Additionally, the main application context (`app.py`) includes error handling for queue overload. If the maximum queue length (`MAX_QUEUE_LENGTH`) is set and the queue size reaches that limit, a 429 Too Many Requests error is returned with a descriptive message.
## 6. Usage Notes
- The `video_url` parameter must be a valid URL pointing to a video file (MP4, MOV, etc.).

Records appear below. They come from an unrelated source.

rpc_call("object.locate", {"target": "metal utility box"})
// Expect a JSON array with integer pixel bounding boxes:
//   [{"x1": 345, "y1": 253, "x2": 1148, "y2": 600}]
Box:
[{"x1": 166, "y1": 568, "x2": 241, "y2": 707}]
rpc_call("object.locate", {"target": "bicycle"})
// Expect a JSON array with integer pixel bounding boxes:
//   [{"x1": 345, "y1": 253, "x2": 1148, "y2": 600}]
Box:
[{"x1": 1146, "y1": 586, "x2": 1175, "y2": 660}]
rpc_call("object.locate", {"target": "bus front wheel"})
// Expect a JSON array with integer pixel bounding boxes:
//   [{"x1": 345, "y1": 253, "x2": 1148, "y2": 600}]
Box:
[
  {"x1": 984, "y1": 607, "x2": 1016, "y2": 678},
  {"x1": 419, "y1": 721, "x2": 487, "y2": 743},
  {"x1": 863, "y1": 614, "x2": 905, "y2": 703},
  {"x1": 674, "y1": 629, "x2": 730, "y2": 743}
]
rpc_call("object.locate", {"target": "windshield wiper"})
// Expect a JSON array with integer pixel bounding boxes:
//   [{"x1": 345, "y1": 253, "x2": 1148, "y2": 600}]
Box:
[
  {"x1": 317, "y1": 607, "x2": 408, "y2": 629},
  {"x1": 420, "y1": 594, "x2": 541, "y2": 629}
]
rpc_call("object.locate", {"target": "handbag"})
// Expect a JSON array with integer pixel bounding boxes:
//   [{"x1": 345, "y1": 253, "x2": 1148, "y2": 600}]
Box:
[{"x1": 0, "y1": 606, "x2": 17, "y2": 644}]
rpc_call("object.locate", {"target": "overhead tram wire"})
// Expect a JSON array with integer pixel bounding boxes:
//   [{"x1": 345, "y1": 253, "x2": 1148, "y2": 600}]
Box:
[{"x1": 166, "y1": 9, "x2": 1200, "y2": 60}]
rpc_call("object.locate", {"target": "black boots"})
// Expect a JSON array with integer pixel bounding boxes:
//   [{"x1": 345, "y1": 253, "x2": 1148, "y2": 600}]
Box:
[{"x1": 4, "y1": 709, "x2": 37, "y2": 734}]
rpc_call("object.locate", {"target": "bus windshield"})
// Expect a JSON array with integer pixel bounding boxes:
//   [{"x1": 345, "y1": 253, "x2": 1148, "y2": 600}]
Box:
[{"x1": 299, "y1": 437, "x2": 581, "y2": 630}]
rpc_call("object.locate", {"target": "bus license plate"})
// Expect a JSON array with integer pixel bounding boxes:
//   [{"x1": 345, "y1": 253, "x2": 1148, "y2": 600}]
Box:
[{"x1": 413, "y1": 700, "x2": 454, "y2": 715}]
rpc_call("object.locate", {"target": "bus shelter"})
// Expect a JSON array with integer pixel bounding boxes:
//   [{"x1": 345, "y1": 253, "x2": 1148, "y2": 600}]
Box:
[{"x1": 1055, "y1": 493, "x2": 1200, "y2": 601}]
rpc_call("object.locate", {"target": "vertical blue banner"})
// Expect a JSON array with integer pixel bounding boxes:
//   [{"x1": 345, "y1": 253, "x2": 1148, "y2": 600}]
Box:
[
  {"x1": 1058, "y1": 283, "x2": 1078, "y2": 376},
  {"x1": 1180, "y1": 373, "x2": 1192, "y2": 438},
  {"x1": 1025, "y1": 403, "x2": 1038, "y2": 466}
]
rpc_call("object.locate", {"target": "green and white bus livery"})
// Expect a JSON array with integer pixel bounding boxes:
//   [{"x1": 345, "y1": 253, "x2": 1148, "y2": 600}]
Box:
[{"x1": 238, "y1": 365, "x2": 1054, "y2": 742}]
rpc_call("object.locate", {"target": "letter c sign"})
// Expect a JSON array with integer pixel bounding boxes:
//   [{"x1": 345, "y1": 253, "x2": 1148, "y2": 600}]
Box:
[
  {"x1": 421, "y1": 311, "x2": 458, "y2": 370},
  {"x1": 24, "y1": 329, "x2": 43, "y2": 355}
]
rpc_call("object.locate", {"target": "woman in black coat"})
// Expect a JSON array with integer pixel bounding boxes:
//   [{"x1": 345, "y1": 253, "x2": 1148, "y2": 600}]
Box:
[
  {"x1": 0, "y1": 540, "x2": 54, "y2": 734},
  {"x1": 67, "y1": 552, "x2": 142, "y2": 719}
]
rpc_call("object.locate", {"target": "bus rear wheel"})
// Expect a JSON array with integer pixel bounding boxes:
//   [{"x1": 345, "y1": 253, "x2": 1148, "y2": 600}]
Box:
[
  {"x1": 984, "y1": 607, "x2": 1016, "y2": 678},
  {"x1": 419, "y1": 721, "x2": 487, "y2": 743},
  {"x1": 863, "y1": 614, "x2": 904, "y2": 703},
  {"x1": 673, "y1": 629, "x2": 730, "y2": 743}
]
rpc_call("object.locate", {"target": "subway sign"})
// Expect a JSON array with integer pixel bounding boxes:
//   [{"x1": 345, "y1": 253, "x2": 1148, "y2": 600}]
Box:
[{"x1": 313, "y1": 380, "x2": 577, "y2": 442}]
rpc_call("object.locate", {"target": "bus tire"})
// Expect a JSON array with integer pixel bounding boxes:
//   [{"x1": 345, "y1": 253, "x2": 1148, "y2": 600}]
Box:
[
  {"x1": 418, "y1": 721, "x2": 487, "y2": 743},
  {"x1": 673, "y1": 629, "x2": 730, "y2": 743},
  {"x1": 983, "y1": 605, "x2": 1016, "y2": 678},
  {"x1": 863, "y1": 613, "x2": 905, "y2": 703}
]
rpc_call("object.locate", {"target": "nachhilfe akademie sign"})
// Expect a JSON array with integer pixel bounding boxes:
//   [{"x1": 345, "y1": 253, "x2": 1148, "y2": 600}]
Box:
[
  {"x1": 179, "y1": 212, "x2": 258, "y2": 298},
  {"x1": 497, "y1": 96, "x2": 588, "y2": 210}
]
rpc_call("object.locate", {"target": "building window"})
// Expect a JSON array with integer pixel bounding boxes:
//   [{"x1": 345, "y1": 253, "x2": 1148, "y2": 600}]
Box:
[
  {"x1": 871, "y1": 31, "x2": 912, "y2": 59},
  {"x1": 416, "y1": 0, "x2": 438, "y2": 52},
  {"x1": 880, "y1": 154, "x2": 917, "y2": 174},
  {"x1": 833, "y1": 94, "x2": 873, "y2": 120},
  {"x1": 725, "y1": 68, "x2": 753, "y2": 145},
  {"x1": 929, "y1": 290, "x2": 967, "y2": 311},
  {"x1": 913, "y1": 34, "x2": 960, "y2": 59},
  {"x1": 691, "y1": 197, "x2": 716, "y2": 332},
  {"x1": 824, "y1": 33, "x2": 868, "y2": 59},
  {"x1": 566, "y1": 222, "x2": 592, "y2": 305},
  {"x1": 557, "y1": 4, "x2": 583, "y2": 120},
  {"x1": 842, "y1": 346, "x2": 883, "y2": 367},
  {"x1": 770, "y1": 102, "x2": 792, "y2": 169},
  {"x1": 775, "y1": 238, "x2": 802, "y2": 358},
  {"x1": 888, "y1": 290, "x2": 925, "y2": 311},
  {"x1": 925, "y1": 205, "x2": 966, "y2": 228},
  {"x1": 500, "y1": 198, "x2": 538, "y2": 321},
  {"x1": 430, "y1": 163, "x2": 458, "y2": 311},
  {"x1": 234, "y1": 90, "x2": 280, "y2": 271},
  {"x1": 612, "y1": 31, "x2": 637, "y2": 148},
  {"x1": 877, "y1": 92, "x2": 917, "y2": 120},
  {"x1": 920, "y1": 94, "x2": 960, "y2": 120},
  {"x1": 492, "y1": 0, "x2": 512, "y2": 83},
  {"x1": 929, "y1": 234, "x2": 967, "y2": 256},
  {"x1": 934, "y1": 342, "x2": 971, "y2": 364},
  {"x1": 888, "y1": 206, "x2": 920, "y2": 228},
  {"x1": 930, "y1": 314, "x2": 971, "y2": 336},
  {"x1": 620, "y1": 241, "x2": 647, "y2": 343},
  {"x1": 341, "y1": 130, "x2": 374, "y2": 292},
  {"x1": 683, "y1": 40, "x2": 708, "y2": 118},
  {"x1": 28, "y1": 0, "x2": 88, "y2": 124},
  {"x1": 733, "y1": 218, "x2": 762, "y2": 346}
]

- The `captions` parameter is optional and can be used in multiple ways:
- If not provided, the endpoint will automatically transcribe the audio and generate captions
- If provided as plain text, the text will be used as captions for the entire video
- If provided as a URL to an SRT or ASS subtitle file, the system will use that file for captioning
- For SRT files, only 'classic' style is supported
- For ASS files, the original styling will be preserved
- The `settings` parameter allows for customization of the caption appearance and behavior:
- `style` determines how captions are displayed, with options including:
- `classic`: Regular captioning with all text displayed at once
- `karaoke`: Highlights words sequentially in a karaoke style as they're spoken
- `highlight`: Shows the full caption text but highlights each word as it's spoken
- `underline`: Shows the full caption text but underlines each word as it's spoken
- `word_by_word`: Shows only one word at a time
- `position` can be used to place captions in one of nine positions on the screen
- `alignment` determines text alignment within the position (left, center, right)
- `font_family` can be any available system font
- Color options can be set using hex codes (e.g., "#FFFFFF" for white)

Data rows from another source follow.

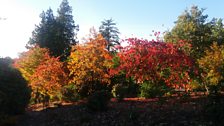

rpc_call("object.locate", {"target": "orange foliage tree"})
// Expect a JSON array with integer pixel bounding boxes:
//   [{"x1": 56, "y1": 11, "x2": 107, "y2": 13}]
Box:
[
  {"x1": 15, "y1": 46, "x2": 67, "y2": 99},
  {"x1": 68, "y1": 35, "x2": 112, "y2": 95}
]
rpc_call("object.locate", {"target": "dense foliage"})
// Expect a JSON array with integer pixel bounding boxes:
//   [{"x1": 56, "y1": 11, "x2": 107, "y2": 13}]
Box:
[
  {"x1": 15, "y1": 46, "x2": 67, "y2": 100},
  {"x1": 111, "y1": 38, "x2": 196, "y2": 88},
  {"x1": 0, "y1": 58, "x2": 31, "y2": 116},
  {"x1": 27, "y1": 0, "x2": 78, "y2": 60},
  {"x1": 99, "y1": 19, "x2": 120, "y2": 52},
  {"x1": 68, "y1": 35, "x2": 112, "y2": 94}
]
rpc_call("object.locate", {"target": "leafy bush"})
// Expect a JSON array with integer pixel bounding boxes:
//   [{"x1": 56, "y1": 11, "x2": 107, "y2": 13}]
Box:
[
  {"x1": 62, "y1": 84, "x2": 80, "y2": 102},
  {"x1": 140, "y1": 81, "x2": 168, "y2": 98},
  {"x1": 0, "y1": 58, "x2": 31, "y2": 115},
  {"x1": 87, "y1": 90, "x2": 111, "y2": 111},
  {"x1": 76, "y1": 81, "x2": 108, "y2": 98},
  {"x1": 111, "y1": 84, "x2": 126, "y2": 101}
]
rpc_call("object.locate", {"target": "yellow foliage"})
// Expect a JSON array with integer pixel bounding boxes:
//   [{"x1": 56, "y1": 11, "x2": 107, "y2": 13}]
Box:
[{"x1": 68, "y1": 35, "x2": 112, "y2": 85}]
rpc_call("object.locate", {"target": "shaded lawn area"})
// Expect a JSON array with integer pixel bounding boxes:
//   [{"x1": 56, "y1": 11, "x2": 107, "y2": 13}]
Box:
[{"x1": 7, "y1": 95, "x2": 224, "y2": 126}]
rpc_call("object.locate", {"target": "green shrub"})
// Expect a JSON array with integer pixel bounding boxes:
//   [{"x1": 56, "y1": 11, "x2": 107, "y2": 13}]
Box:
[
  {"x1": 139, "y1": 81, "x2": 169, "y2": 98},
  {"x1": 87, "y1": 90, "x2": 111, "y2": 111},
  {"x1": 111, "y1": 84, "x2": 126, "y2": 101},
  {"x1": 0, "y1": 58, "x2": 31, "y2": 115}
]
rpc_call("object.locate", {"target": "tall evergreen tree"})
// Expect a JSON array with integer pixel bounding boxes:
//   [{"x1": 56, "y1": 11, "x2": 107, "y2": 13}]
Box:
[
  {"x1": 56, "y1": 0, "x2": 79, "y2": 57},
  {"x1": 27, "y1": 0, "x2": 78, "y2": 60},
  {"x1": 99, "y1": 19, "x2": 120, "y2": 51},
  {"x1": 164, "y1": 6, "x2": 224, "y2": 59}
]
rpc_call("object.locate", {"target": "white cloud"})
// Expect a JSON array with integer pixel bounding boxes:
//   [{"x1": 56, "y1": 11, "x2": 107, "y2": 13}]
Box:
[{"x1": 0, "y1": 0, "x2": 39, "y2": 58}]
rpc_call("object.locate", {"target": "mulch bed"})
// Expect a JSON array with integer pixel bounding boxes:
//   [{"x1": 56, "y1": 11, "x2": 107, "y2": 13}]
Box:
[{"x1": 6, "y1": 96, "x2": 224, "y2": 126}]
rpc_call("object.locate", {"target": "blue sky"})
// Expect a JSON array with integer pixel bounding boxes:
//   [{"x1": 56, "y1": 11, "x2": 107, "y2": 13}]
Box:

- The `replace` parameter can be used to perform text replacements in the captions (useful for correcting words or censoring content).
- The `webhook_url` parameter is optional and can be used to receive a notification when the captioning process is complete.
- The `id` parameter is optional and can be used to identify the request in webhook responses.
- The `language` parameter is optional and can be used to specify the language of the captions for transcription. If not provided, the language will be automatically detected.
- The `exclude_time_ranges` parameter can be used to specify time ranges to be excluded from captioning.
## 7. Common Issues
- Providing an invalid or inaccessible `video_url`.
- Requesting an unavailable font in the `settings` object.
- Exceeding the maximum queue length, resulting in a 429 Too Many Requests error.
## 8. Best Practices
- Validate the `video_url` parameter before sending the request to ensure it points to a valid and accessible video file.
- Use the `webhook_url` parameter to receive notifications about the captioning process, rather than polling the API for updates.
- Provide descriptive and meaningful `id` values to easily identify requests in logs and responses.
- Use the `replace` parameter judiciously to avoid unintended text replacements in the captions.
- Consider caching the captioned video files for frequently requested videos to improve performance and reduce processing time.